Communication networks were set up, both online and through letterboxes. Arrangements were made for any residents who fell into the vulnerable group and needed to be shielded.

Impact on the community

Like many other areas of the Highlands, locals are appreciating the peace of having Knoydart to themselves. However, with around a third of the community dependent directly on tourism for their income, lockdown is having a significant impact.

Knoydart Foundation is itself a major employer, and with some staff furloughed, the remaining core staff are supporting local efforts and providing basic maintenance of services - including the power supply.

They’re also keeping the community updated on available support funds to mitigate the impacts on local income. 

The Scottish Government Supporting Communities Fund will help them continue to deliver the immediate response, including ensuring emergency supplies for those impacted by shielding, or loss of income as a result of COVID-19 over the coming weeks.

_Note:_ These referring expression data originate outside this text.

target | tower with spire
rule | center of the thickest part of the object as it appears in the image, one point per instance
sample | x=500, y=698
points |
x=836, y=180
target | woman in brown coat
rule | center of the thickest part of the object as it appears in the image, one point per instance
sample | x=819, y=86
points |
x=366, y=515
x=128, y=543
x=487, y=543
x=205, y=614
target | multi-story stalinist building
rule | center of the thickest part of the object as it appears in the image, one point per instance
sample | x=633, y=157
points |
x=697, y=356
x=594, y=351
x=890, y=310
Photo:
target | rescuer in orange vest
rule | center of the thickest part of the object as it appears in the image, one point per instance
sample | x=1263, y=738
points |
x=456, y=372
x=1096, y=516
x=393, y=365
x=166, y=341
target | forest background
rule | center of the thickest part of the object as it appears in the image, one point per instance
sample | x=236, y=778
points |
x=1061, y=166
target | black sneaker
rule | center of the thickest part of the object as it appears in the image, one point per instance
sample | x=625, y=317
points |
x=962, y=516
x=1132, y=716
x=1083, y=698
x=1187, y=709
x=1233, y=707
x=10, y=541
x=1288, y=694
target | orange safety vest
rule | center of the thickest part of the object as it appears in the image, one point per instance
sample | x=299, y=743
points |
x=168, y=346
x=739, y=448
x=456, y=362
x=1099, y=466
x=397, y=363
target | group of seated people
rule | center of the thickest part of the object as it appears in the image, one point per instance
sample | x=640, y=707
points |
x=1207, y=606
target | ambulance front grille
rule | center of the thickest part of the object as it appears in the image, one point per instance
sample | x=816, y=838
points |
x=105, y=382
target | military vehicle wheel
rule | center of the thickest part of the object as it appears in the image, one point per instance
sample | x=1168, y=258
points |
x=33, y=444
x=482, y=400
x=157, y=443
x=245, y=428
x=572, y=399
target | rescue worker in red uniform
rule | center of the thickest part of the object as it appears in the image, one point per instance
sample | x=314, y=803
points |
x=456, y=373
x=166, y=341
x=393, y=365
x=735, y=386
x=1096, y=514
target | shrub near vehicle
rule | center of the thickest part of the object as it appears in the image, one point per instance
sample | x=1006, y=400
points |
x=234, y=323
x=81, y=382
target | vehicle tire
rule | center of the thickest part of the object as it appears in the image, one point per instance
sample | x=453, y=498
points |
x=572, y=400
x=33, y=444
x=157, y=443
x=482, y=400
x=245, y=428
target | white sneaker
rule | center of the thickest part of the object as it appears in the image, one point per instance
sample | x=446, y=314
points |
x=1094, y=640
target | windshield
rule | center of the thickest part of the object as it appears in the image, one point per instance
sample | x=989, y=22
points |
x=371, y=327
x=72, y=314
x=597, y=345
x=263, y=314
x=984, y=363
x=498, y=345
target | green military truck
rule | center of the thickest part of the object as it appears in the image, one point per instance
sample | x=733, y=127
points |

We could easily have forgotten about community well-being when responding to the crisis. I’m so glad that didn’t happen. It’s really helped people’s spirits – we’ve had a daily quiz, people sharing good news and videos, and posts about old Knoydart.
Craig Dunn, operations manager, Knoydart Foundation

Knoydart 1

The future

How will the community come out of lockdown, and continue to build resilience?

Knoydart Foundation’s Craig Dunn believes that the important thing is to be open in discussing the next steps and in finding a consensus.

In the short term the pandemic has put a spotlight on the community’s reliance on the ferry for food supplies. The Knoydart Foundation wants to ensure a good store of dry food essentials, and to grow more of their own fresh produce.

Craig commented: “We’d like to do this in an ecologically sensitive way, thinking about low packaging options with products like oats, pasta and cereals available loose in the community shop. As well as expanding growing in our community garden, we’re also progressing a Scottish Land Fund bid to acquire another 111 acres, which would give us much needed agricultural land."

“It’s a good opportunity to reflect on the other things we can do which help ensure we are not overly-reliant on tourism alone. As a community owned peninsula, land management is vital and can provide valuable income. Tree planting; forestry management; carbon credits; online knowledge courses; and our wild Knoydart venison all provide interesting opportunities.”